В такие минуты, я, кажется, проявлял склонность к риторике. В маленькой пустой комнатке, ночью, с обритой наголо головой, с косматой бородой, беспомощный, я сидел перед представителем всемогущего государства и — что было еще важнее — теории, не допускающей сомнений. К чему доводы и доказательства? И тем не менее, в такие минуты все окружающее будто отступало, и у меня возникало чувство, что я выполняю миссию защиты своего народа и его национального возрождения.
Но следователь сохранял спокойствие и отвергал мои аргументы одним словом: ’’Чушь!”
Наши ’’дебаты” продолжались из ночь в ночь. Следователь обычно сохранял спокойствие и вежливость. Правда, несколько раз он все же вышел из себя. Он стучал по столу кулаком и употреблял выражения, которые, как я напоминал ему, советский закон запрещает употреблять в судебной практике.
Об одном из таких случаев стоит вспомнить.
Однажды я привел цитату из конституции Советского Союза, напомнив ему о параграфе 129, который гласит, что СССР предоставит убежище гражданам зарубежных стран, преследуемым за борьбу за национальное освобождение. Как я убедился позднее, текст таков: ’’Советский Союз предоставляет убежище иностранным гражданам, преследуемым за защиту интересов трудящихся, или в связи с их научной деятельностью, или вследствие их борьбы за национальное освобождение.
”Вы не имеете права, — утверждал я, правда, довольно наивно, — держать меня в заключении. Наоборот, вы должны предоставить мне и мне подобным убежище и помощь. За границей нас преследуют и убивают только за то, что мы прямо или косвенно боремся за свои национальные права в Эрец Исраэль. В СССР мы имеем право просить и получить убежище”.

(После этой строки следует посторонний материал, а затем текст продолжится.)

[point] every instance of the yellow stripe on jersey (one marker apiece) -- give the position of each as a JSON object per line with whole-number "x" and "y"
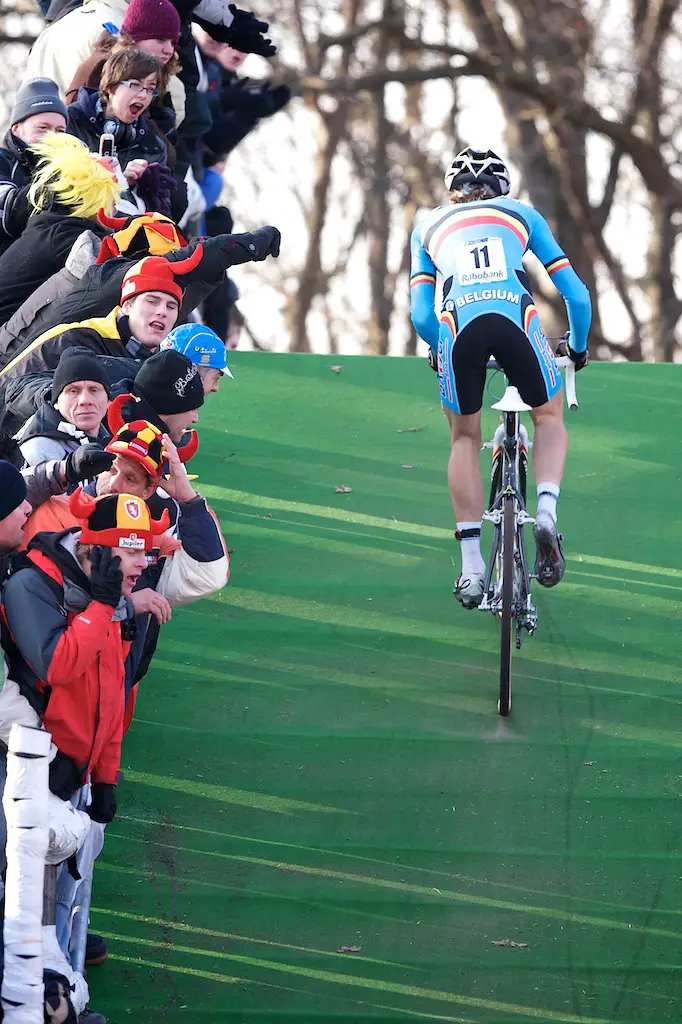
{"x": 560, "y": 263}
{"x": 422, "y": 279}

По мере того, как русский слушал меня, его лицо то краснело, то бледнело. Куда девался лоск? Он сжал кулаки и заорал: "Прекрати болтовню! Ты смеешь цитировать сталинскую конституцию?! Ты ведешь себя как та бешеная собака, враг человечества, международный шпион кого это он имеет в виду? — подивился я, — Бухарин, — рявкнул он. Ты говоришь точно, как предатель Бухарин, который цитировал Маркса и Энгельса, чтобы доказать, что он прав. Но это ему не помогло. Сталин научил нас, что учение Маркса и Энгельса представляет собой единое целое, цитаты из которого нельзя брать вне контекста”.

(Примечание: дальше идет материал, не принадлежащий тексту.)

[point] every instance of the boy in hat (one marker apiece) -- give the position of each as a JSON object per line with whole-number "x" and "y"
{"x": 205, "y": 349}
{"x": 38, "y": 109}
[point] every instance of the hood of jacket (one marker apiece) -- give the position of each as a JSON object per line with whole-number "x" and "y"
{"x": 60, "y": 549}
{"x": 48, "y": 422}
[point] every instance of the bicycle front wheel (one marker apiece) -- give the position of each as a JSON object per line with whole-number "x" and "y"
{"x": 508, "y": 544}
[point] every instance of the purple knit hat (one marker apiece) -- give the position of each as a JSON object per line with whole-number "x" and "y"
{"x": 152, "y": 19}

Эта вспышка меня поразила. Он был безусловно прав в одном: цитаты вне контекста часто имеют целью обман. Но я сказал ему, что хотя конституция является единым целым, в ней имеются параграфы, выражающие законченную мысль, вне зависимости от других параграфов. То, что я процитировал, было не частью, а целым параграфом. Он касался права убежища в Советском Союзе и не был связан ни с чем другим, с порядком выборов в Верховный Совет, например.

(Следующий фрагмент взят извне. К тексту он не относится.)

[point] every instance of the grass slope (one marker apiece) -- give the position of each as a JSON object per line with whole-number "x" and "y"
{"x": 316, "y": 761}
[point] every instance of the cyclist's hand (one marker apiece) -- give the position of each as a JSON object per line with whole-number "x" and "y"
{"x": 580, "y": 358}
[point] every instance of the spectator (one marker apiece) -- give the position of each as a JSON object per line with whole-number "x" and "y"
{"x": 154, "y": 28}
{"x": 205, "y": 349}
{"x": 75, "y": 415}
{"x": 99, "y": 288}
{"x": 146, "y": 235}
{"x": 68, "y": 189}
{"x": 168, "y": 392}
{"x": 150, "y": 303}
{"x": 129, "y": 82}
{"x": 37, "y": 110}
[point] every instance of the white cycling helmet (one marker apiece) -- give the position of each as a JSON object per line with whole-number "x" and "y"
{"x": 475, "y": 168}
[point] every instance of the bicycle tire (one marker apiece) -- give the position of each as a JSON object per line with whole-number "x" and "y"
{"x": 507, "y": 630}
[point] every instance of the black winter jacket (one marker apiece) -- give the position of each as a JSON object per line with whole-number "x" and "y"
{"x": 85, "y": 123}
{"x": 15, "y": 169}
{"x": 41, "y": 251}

Мои аргументы не произвели на следователя ни малейшего впечатления. Он настаивал на сравнении с ’’международным шпионом Бухариным”.
Когда я услышал, с каким пылом сие порождение коммунистичекой революции обличало знаменитого автора ’’азбучного коммуизма”, я начал понимать многое из того, что раньше удивляло меня. Я понял, как Бухарина и подобных ему, довели пытками и мучительными допросами до того, что они сами признали себя шпионами и врагами советского общества.
Все мы читали о том, что русские, якобы, пользовались таинственными лекарственными средствами, чтобы загипнотизировать заключенных и вынудить их действовать в соответствии с волей тюремщиков. Не знаю. Меня, во всяком случае, за все время, пока допрашивали, никто пальцем не тронул. И это несмотря на то, что меня считали серьезным ’’политическим преступником”. Из сотен заключенных, с которыми я встречался впоследствии, ни один не жаловался на рукоприкладство. Некоторые из них говорили мне, что они слышали, что других били. Но даже если предположить, что советская полиция применяет силу, только те имеют право бросить камень, чьи полицейские, агенты безопасности или офицеры никогда не прибегали к таким варварским ’’аргументам”. Нам в Израиле пришлось узнать кое-что о садистских привычках полиции ’’демократических” британских мандатных властей. Впрочем, если говорить честно, мы не можем полностью снять и с нашей еврейской полиции подозрения в принятии в отдельных случаях таких отвратительных мер. Трудно признаваться в этом, но у полиции везде много общего.